Spatial regulation of thermomorphogenesis by HY5 and PIF4 in Arabidopsis.
Sanghwa Lee, Wenli Wang, Enamul Huq
Author Information
Sanghwa Lee: Department of Molecular Biosciences and The Institute for Cellular and Molecular Biology, The University of Texas at Austin, Austin, TX, USA. ORCID
Wenli Wang: Department of Molecular Biosciences and The Institute for Cellular and Molecular Biology, The University of Texas at Austin, Austin, TX, USA. ORCID
Enamul Huq: Department of Molecular Biosciences and The Institute for Cellular and Molecular Biology, The University of Texas at Austin, Austin, TX, USA. huq@austin.utexas.edu. ORCID
Plants respond to high ambient temperature by implementing a suite of morphological changes collectively termed thermomorphogenesis.
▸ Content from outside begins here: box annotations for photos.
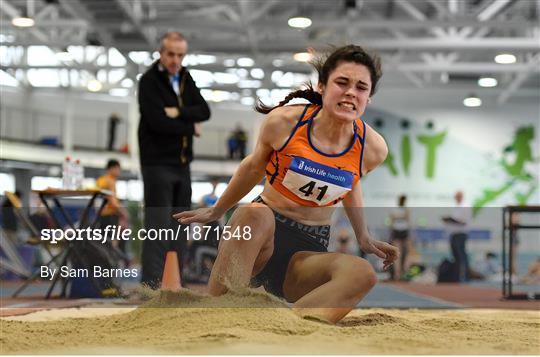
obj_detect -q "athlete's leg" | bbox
[208,203,275,295]
[390,239,405,281]
[283,252,377,323]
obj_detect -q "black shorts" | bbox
[251,197,330,297]
[392,229,409,241]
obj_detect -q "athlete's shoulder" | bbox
[261,105,305,150]
[268,104,306,123]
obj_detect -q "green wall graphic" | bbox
[473,126,539,214]
[375,120,447,180]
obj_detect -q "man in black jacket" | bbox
[139,32,210,288]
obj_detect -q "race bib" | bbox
[283,157,354,206]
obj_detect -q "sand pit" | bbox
[0,292,540,354]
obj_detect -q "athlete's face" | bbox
[159,39,187,75]
[318,62,371,121]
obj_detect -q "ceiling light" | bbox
[293,52,313,62]
[86,79,103,92]
[11,17,35,27]
[56,48,73,62]
[287,17,312,29]
[236,57,255,67]
[463,94,482,107]
[495,53,516,64]
[478,77,497,88]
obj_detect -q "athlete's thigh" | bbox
[283,251,347,302]
[218,203,275,275]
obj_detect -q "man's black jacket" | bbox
[139,61,210,166]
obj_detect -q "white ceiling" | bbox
[0,0,540,103]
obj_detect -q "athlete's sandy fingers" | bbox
[360,240,386,259]
[173,211,195,219]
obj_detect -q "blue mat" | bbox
[358,284,463,309]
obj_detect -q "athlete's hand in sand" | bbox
[173,207,223,224]
[360,238,399,270]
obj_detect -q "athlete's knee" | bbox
[235,202,275,234]
[339,255,377,292]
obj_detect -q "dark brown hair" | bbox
[255,45,382,114]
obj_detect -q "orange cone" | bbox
[161,252,182,292]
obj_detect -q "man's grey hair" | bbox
[159,31,186,52]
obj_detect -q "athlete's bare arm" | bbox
[362,124,388,175]
[343,125,399,269]
[173,105,304,224]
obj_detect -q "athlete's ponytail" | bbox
[255,45,382,114]
[255,83,322,114]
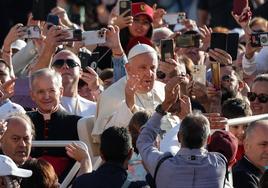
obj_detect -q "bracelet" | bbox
[113,52,124,57]
[2,48,11,54]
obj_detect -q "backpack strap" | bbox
[219,153,228,188]
[153,153,173,186]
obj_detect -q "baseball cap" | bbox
[207,130,238,168]
[0,155,32,178]
[131,2,154,22]
[128,43,157,59]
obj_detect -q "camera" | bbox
[64,29,82,42]
[82,29,106,46]
[177,12,186,23]
[175,34,200,48]
[250,32,268,47]
[78,52,99,72]
[22,25,41,39]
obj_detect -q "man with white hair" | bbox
[52,50,96,117]
[92,44,178,142]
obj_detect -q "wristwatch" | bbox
[155,104,167,116]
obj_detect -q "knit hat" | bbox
[0,155,32,178]
[128,44,157,59]
[131,2,154,22]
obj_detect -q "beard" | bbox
[221,87,238,104]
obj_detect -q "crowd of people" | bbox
[0,0,268,188]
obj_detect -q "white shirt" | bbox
[0,99,25,120]
[160,124,180,156]
[61,95,96,117]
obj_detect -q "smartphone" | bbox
[175,34,200,48]
[63,29,82,42]
[192,65,207,85]
[209,32,227,61]
[160,39,174,62]
[226,33,239,61]
[82,29,106,46]
[78,52,99,72]
[32,0,57,21]
[233,0,248,15]
[177,12,186,23]
[22,25,41,39]
[211,62,221,90]
[46,14,59,29]
[250,32,268,47]
[163,13,178,25]
[119,0,132,17]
Here we show that the above and below ground tissue-response to high ambient temperature are mediated by distinct transcription factors. While the central hub transcription factor, PHYTOCHROME INTERCTING FACTOR 4 (PIF4) regulates the above ground tissue response, the below ground root elongation is primarily regulated by ELONGATED HYPOCOTYL 5 (HY5). Plants respond to high temperature by largely expressing distinct sets of genes in a tissue-specific manner. HY5 promotes root thermomorphogenesis via directly controlling the expression of many genes including the auxin and BR pathway genes. Strikingly, the above and below ground thermomorphogenesis is impaired in spaQ. Because SPA1 directly phosphorylates PIF4 and HY5, SPAs might control the stability of PIF4 and HY5 to regulate thermomorphogenesis in both tissues. These data collectively suggest that plants employ distinct combination of SPA-PIF4-HY5 module to regulate tissue-specific thermomorphogenesis.